From: Michael Haggerty <mhagger@alum.mit.edu>
To: Junio C Hamano <gitster@pobox.com>
Cc: git@vger.kernel.org, Karl Moskowski <kmoskowski@me.com>,
Jeff King <peff@peff.net>, Mike Hommey <mh@glandium.org>,
David Turner <dturner@twopensource.com>,
Michael Haggerty <mhagger@alum.mit.edu>
Subject: [PATCH 00/20] Delete directories left empty after ref deletion
Date: Tue, 16 Feb 2016 14:22:13 +0100 [thread overview]
Message-ID: <cover.1455626201.git.mhagger@alum.mit.edu> (raw)
Previously, we were pretty sloppy about leaving empty directories
behind (under both $GIT_DIR/refs and $GIT_DIR/logs) when deleting
references. Such directories could accumulate essentially forever.
It's true that `pack-refs` deletes directories that it empties, but if
a directory is *already* empty, then `pack-refs` doesn't remove it. It
is also true that if an empty directory gets in the way of the
creation of a *new* reference, then it is deleted. But otherwise there
is no systematic cleanup of empty directories.
Aside from being messy, wasting disk space, and costing extra time
when enumerating references, the proliferation of empty directories
was triggering a libgit2 bug [1] on our servers. (We use temporary,
uniquely-named references for internal purposes, causing a lot of
empty directories to accumulate in some cases.)

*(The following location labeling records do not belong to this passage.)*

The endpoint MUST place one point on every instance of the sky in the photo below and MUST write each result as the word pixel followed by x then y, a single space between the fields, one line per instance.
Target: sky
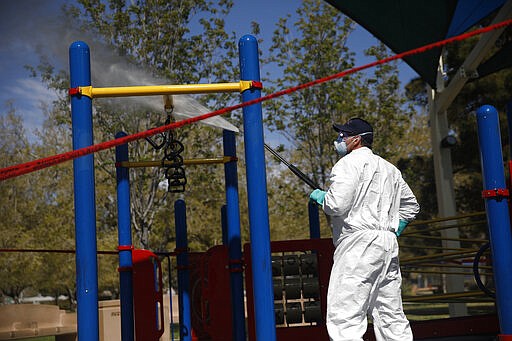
pixel 30 25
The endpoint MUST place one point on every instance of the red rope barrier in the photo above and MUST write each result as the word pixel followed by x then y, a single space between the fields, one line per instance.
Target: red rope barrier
pixel 100 252
pixel 25 168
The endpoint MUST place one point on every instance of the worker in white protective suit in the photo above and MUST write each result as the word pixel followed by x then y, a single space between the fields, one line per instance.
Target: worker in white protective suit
pixel 369 204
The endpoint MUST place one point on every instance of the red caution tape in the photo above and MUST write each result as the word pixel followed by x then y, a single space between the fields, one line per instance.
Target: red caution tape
pixel 32 166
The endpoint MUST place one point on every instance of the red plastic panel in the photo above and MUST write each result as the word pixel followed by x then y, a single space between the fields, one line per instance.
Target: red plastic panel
pixel 147 295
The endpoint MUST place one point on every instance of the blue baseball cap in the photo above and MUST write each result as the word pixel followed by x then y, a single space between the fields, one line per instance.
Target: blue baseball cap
pixel 354 126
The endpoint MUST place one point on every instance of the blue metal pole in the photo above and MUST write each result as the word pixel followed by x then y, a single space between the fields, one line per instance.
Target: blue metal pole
pixel 180 217
pixel 234 237
pixel 257 195
pixel 314 221
pixel 125 242
pixel 497 211
pixel 224 223
pixel 509 121
pixel 85 209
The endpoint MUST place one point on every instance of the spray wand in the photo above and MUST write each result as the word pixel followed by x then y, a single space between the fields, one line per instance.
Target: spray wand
pixel 294 169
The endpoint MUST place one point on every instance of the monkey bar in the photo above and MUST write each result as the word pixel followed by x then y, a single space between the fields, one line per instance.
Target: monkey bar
pixel 150 90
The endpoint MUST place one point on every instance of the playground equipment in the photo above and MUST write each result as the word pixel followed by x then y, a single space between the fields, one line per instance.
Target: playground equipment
pixel 298 285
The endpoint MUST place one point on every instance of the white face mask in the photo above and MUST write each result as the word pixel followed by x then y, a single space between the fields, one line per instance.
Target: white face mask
pixel 341 146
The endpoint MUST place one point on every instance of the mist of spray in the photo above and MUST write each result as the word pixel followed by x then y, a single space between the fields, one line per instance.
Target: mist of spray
pixel 42 32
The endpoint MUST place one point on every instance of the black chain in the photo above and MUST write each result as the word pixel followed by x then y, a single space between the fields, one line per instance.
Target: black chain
pixel 172 160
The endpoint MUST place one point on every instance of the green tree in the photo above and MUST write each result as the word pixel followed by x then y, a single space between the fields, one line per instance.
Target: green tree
pixel 313 47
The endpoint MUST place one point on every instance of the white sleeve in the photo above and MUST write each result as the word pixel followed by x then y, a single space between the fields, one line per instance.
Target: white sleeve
pixel 340 195
pixel 409 206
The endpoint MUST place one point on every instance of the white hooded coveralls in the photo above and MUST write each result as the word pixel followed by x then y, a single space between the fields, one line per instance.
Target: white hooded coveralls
pixel 366 199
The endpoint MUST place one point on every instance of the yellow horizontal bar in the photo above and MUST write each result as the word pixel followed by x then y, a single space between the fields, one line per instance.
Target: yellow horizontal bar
pixel 150 90
pixel 204 161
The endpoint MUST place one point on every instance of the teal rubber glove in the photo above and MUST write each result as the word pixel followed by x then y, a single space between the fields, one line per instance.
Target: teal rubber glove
pixel 318 196
pixel 401 227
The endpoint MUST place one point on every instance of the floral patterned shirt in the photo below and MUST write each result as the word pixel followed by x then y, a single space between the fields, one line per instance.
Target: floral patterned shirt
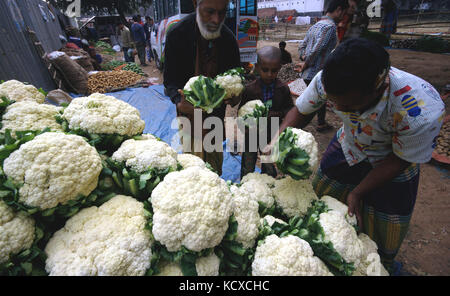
pixel 406 121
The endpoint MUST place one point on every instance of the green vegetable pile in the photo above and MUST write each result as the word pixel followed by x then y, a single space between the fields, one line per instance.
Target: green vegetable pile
pixel 204 93
pixel 291 159
pixel 310 230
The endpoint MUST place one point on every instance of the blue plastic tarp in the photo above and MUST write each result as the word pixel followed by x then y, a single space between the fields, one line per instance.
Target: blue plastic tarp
pixel 159 112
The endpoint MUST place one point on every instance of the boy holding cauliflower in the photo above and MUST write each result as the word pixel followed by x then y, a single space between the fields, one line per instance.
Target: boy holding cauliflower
pixel 266 88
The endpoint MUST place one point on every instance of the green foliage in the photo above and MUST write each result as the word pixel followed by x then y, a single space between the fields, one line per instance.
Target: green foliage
pixel 235 260
pixel 205 94
pixel 291 159
pixel 130 182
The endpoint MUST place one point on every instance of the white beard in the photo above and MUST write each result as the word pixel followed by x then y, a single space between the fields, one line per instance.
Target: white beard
pixel 208 35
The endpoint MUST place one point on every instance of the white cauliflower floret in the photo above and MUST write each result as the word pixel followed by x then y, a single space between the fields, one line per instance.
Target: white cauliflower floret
pixel 102 114
pixel 307 142
pixel 141 155
pixel 16 232
pixel 258 191
pixel 187 160
pixel 245 209
pixel 249 107
pixel 294 197
pixel 191 81
pixel 270 220
pixel 206 266
pixel 18 91
pixel 287 256
pixel 191 208
pixel 54 169
pixel 370 264
pixel 110 240
pixel 342 235
pixel 30 116
pixel 336 205
pixel 265 178
pixel 232 85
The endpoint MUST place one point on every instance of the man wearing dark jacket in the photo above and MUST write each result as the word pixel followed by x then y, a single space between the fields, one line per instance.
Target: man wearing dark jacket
pixel 200 45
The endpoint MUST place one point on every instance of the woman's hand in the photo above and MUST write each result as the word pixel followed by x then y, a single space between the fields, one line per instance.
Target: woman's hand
pixel 354 202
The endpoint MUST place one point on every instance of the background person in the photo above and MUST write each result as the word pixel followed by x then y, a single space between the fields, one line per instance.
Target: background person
pixel 138 33
pixel 320 40
pixel 200 45
pixel 127 42
pixel 286 57
pixel 148 27
pixel 266 87
pixel 390 122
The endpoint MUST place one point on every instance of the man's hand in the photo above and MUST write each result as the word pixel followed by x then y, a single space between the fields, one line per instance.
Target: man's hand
pixel 354 202
pixel 233 101
pixel 184 107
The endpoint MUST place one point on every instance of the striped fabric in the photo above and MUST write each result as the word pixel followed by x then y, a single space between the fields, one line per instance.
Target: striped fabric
pixel 388 231
pixel 386 211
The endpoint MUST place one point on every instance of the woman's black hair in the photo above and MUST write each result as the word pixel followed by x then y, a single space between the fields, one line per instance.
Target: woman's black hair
pixel 355 65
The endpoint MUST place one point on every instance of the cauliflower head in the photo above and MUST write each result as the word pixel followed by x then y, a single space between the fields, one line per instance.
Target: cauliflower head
pixel 206 266
pixel 54 168
pixel 17 232
pixel 245 209
pixel 110 240
pixel 30 116
pixel 191 208
pixel 232 85
pixel 189 160
pixel 294 196
pixel 141 155
pixel 336 205
pixel 188 85
pixel 307 142
pixel 342 235
pixel 18 91
pixel 287 256
pixel 370 263
pixel 102 114
pixel 249 107
pixel 258 191
pixel 265 178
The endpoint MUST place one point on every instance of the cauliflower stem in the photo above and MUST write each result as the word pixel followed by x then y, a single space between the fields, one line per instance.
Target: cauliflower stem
pixel 138 185
pixel 104 143
pixel 291 159
pixel 235 260
pixel 204 93
pixel 310 230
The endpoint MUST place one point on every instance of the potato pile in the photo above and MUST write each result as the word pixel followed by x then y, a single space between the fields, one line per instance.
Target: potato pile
pixel 104 81
pixel 443 140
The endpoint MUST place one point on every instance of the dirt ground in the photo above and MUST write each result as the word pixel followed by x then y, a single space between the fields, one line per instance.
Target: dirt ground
pixel 426 249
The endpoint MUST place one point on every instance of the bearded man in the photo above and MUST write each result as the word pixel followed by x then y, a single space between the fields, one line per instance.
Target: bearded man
pixel 200 44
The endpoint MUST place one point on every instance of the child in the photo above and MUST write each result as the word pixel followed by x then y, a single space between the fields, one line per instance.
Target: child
pixel 285 55
pixel 266 87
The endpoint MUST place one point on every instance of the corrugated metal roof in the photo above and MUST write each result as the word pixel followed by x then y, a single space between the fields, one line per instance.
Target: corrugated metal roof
pixel 18 57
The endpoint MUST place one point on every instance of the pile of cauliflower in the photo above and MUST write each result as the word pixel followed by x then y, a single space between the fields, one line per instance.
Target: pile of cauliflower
pixel 69 208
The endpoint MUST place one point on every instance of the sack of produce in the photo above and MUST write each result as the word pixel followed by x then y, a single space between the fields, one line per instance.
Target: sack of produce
pixel 74 75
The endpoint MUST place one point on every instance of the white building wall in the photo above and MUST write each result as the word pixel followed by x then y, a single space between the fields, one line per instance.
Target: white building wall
pixel 301 6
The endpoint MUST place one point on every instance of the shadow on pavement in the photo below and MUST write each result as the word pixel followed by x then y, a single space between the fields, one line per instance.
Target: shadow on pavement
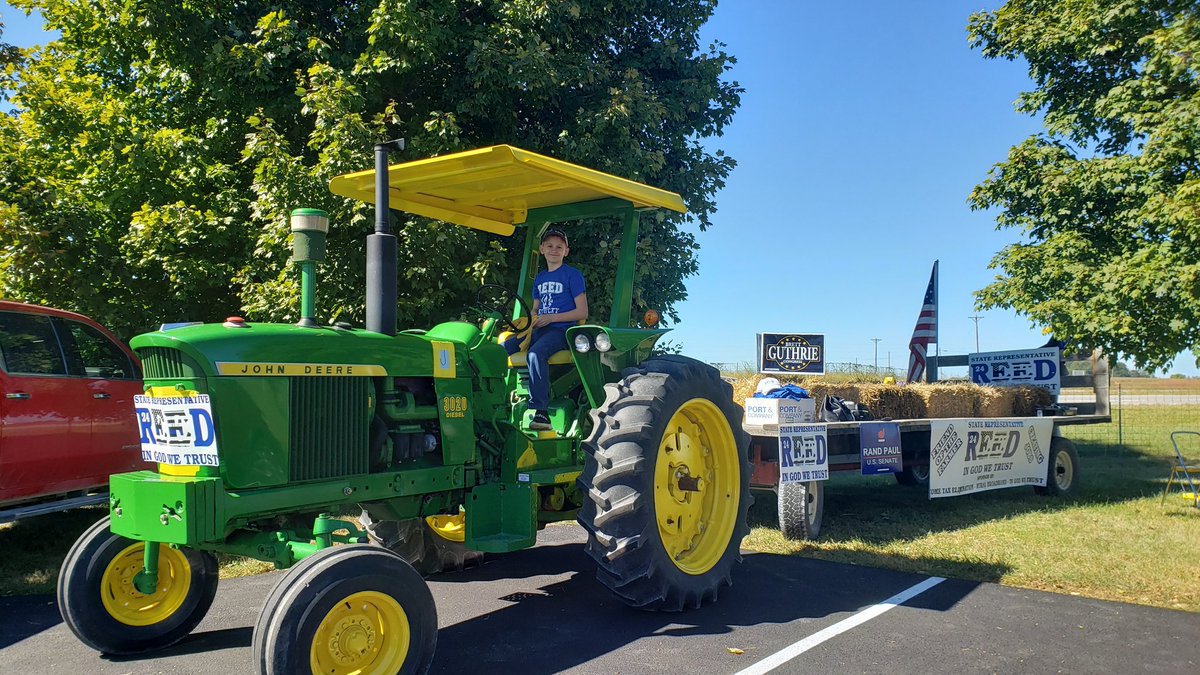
pixel 196 643
pixel 27 616
pixel 567 623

This problem was also recently reported by Karl Moskowski [2] to be
the cause of problem on non-case-sensitive filesystems.
This patch series makes the reference update machinery more aggressive
about deleting empty directories under $GIT_DIR/refs and under
$GIT_DIR/logs when deleting references and/or reflogs. This doesn't
eliminate all situations where empty directories can be left behind
[3], but it covers the worst offenders.
As prelude to the main change, there are a number of patches that make
the *creation* of reflog directories more robust against races. Since
we want to delete such directories more aggressively, we have to worry
more about a race between a process that is creating a new reflog, and
another process that might be deleting the containing directory at the
same time. (We already had protection against this sort of race for
reference creation, but not for reflog creation.)
And since I got tired of writing the same code over and over, I
abstracted the code for retrying directory creation into a new
function, raceproof_create_file(). This function replaces similar code
that appeared in two other places and is now also used for creating
reflog files. (Can anybody think of any other code that has to deal
with the same kind of race and could maybe benefit?)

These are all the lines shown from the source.